Modeling patient-specific responses to
common calcium channel blockers using iPS cells
By Megan Mayerle
Advances in treatment strategies and therapeutics allow many individuals with chronic conditions a high quality of life. The symptoms of a wide variety of diseases can be mitigated simply by taking a pill. Many patients with hypertension are prescribed calcium channel blockers (CCBs) to control their blood pressure, which they take for the rest of their life. Although the acute effects of CCBs are well understood, very little is known about how these drugs impact cardiomyocyte physiology and gene expression patterns. Calcium is very important to heart cell function, and it is possible that CCBs could alter various cardiac cellular processes.
In a paper recently published in Circulation Research (May 2019), Stanford Cardiovascular Institute researchers led by instructor Chi Keung Lam used cardiomyocytes made from induced pluripotent stem cells (iPSC-CMs) isolated from three individuals to understand how four commonly prescribed CCBs (nifedipine, amlodipine, diltiazem, and verapamil) affected cardiomyocyte function in different people.
“iPSC technology allows us the opportunity to study how individual drugs will affect each patient, so we can decide on optimized, individualized treatment strategies”, Lam says.
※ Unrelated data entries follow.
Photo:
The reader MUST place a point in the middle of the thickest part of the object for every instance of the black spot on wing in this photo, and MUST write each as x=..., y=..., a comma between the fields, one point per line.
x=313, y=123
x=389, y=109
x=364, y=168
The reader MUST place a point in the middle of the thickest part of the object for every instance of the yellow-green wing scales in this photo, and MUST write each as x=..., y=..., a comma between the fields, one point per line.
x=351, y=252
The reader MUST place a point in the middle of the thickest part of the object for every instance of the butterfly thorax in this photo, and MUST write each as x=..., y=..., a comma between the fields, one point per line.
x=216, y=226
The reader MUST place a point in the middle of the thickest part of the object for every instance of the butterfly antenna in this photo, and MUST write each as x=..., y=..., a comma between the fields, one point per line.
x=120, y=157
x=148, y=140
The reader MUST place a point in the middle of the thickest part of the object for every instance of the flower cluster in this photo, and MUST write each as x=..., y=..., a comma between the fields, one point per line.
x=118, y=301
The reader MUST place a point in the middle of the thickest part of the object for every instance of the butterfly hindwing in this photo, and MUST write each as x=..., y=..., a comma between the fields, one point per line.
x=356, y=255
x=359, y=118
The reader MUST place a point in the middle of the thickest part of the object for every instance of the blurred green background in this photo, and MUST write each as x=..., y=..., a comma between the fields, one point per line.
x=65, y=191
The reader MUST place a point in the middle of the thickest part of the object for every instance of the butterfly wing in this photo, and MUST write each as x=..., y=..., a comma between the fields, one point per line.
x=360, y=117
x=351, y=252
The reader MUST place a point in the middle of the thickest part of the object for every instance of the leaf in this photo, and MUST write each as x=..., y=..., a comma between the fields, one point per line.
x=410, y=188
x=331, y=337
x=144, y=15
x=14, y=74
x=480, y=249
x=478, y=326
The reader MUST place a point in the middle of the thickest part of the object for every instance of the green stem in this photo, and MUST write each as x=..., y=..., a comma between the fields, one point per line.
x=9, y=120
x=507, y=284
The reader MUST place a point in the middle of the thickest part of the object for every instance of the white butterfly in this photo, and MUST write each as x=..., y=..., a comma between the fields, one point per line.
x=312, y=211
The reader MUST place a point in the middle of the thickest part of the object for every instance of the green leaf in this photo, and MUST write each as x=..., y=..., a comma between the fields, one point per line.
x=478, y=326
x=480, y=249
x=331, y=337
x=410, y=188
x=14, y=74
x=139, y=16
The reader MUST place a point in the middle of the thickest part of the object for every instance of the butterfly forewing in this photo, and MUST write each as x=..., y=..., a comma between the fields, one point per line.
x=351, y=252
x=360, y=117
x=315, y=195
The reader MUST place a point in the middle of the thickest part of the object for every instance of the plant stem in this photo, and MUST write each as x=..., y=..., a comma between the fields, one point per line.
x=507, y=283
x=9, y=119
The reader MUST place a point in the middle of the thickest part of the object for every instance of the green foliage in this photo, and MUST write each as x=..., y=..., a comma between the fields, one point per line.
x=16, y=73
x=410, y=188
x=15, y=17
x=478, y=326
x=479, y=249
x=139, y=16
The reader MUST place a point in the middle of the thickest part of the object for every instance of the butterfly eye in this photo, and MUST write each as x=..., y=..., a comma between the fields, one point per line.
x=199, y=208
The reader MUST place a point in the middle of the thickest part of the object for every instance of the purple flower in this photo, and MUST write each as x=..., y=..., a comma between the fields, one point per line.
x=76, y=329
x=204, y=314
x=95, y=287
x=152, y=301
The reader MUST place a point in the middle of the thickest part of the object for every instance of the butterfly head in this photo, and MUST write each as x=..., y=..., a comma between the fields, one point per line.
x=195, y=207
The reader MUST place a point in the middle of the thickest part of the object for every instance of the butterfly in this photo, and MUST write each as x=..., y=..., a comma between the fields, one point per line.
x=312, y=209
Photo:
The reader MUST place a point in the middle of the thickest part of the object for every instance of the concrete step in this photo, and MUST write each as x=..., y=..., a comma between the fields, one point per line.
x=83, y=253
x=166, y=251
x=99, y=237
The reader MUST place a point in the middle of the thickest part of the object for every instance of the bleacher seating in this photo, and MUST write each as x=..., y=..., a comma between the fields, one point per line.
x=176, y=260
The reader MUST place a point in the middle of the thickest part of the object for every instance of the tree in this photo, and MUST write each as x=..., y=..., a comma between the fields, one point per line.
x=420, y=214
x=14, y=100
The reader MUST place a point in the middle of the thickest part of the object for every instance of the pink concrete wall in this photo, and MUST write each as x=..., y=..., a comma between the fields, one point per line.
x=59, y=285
Because they used multiple iPSC-CM cell lines isolated from different patients, Lam and colleagues were able to identify patient specific responses to each of the four CCBs tested. They were also able to determine a drug-specific gene expression signature for each CCB. Combining these findings, Lam and colleagues were able to pinpoint specific genes that could be used to predict how well individual hypertrophic cardiomyopathy patients would respond to verapamil, a specific CCB.
“Studies like this one are essential if precision medicine is to fulfill its promise”, says senior author Joseph C. Wu, who is professor and the director of the Stanford Cardiovascular Institute.
Other authors on this manuscript include Lei Tian, Nadjet Belbachir, Alexa Wnorowski, Rajani Shrestha, Ning Ma, Tomoya Kitani, and June Wha Rhee. Additional support was provided by the Stanford Neuroscience Microscopy Service (NIH P30 NS069375) and the Stanford Stem Cell FACS facility (NIH S10 RR029338). Funding was provided by NIH R01 HL113006, R01 HL128170, R01 HL130020, R01 HL126527; and American Heart Association grants 17MERIT33610009 and 19CDA34770040.